Family businesses lose direction when focusing solely on financial capital, and may find themselves ignoring another key resource: human capital. All forward thinking businesses should have some form of a succession plan in place; the benefit being that it improves employees’ morale and encourages commitment to the company.
In order to make the succession process a smooth transition, family members involved in the daily activities of the business should be included in the process as much as possible. All parties should be mentally prepared for the succession, and what is expected of them must be stipulated to avoid potentially harmful situations once the new leadership is in control.
In his article, Succession Strategy: Managing the All-Important Family Component, Grant Walsh looks at what is going wrong with family businesses and the succession process. stating that “communication is key”. Walsh advises that communication channels need to be open throughout the company in order to manage family in the succession process.
In the event of a successor being chosen from outside the firm, it is vital that one takes enough time to acquaint the individual to the family, as well as the rest of the business’ employees.
A successor must understand the core values of the business, the family’s expectations and the degree to which the family members are involved in the running of the business. The establishment of governance structures such as family councils or family meetings can aid in providing guidance to new employees, while ensuring that key family values are maintained in the event of an external successor entering the business.
This idea seeks to remove the common myth that once leadership is given to an outsider; it’s as good as giving away the business.
While ideally a family business would strive for succession to take place within the family unit, it’s often the case that the children of the business owner may not be suitably qualified to run a company. It’s important for younger family members to understand that they are not entitled to an automatic succession, and that it’s a role which will fall into the hands of the person who will have the business’ best interests at heart.
Prior to leaving the company, it’s important that the business owner talks the family through this and explains their reasoning for the choice in successor. This should be done to avoid dispute in the event of the owner leaving the business unexpectedly (through death, forced retirement, etc).

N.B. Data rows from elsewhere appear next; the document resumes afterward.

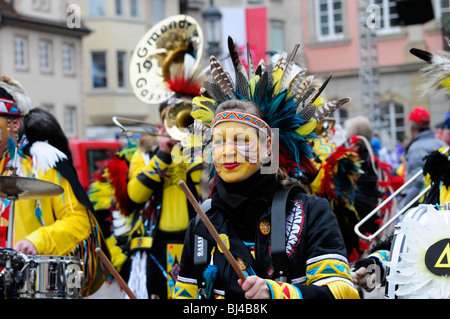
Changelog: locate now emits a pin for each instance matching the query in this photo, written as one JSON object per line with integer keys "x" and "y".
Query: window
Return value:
{"x": 99, "y": 71}
{"x": 389, "y": 15}
{"x": 329, "y": 19}
{"x": 71, "y": 121}
{"x": 277, "y": 34}
{"x": 119, "y": 7}
{"x": 393, "y": 119}
{"x": 121, "y": 69}
{"x": 45, "y": 48}
{"x": 134, "y": 10}
{"x": 21, "y": 52}
{"x": 97, "y": 7}
{"x": 69, "y": 59}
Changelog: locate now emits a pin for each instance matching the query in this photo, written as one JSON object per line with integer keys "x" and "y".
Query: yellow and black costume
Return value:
{"x": 309, "y": 259}
{"x": 62, "y": 225}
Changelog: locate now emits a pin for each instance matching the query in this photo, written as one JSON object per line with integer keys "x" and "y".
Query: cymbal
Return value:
{"x": 27, "y": 188}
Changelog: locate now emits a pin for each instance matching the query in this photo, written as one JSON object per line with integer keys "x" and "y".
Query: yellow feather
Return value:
{"x": 277, "y": 80}
{"x": 201, "y": 112}
{"x": 319, "y": 102}
{"x": 101, "y": 195}
{"x": 252, "y": 85}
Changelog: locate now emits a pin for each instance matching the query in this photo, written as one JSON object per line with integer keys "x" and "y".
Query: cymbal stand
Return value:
{"x": 12, "y": 205}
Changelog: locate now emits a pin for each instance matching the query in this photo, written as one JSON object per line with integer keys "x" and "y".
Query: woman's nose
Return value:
{"x": 230, "y": 149}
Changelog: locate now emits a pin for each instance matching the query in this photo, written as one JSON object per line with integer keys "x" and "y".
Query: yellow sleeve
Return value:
{"x": 281, "y": 290}
{"x": 71, "y": 226}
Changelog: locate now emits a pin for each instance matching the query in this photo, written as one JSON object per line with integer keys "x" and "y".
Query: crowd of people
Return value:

As a family business owner, it’s important that one ensures that their successor receives the correct training. Succession should be a process and not a single event; hence career development of the targeted individual must be carefully and slowly implemented.
The ramifications of having an unsuitable and/or less qualified family member running the business are huge for other employees and family members. Confidence in the company may be lost, ultimately resulting in negative consequences for the business.
Succession does not always fall in the hands of an individual. Should the control of the business be shared, between an outsider and family member, it’s important to draw up a clear set of guidelines around who will be responsible for what sectors of the family business and to what extent the power will be shared.
One potential flaw in this system may arise in cases where the outsider is more qualified than the family member but has less control and vice versa.
In many cases, not everyone within the family or business will be satisfied with the current owner’s choice of a successor. The drafting of a succession plan and the establishment of a family council will aid in smoothing the process.
Ultimately, it’s up to the family business owner to be honest with all parties involved and to ensure that there is a shared understanding on the choice of successor.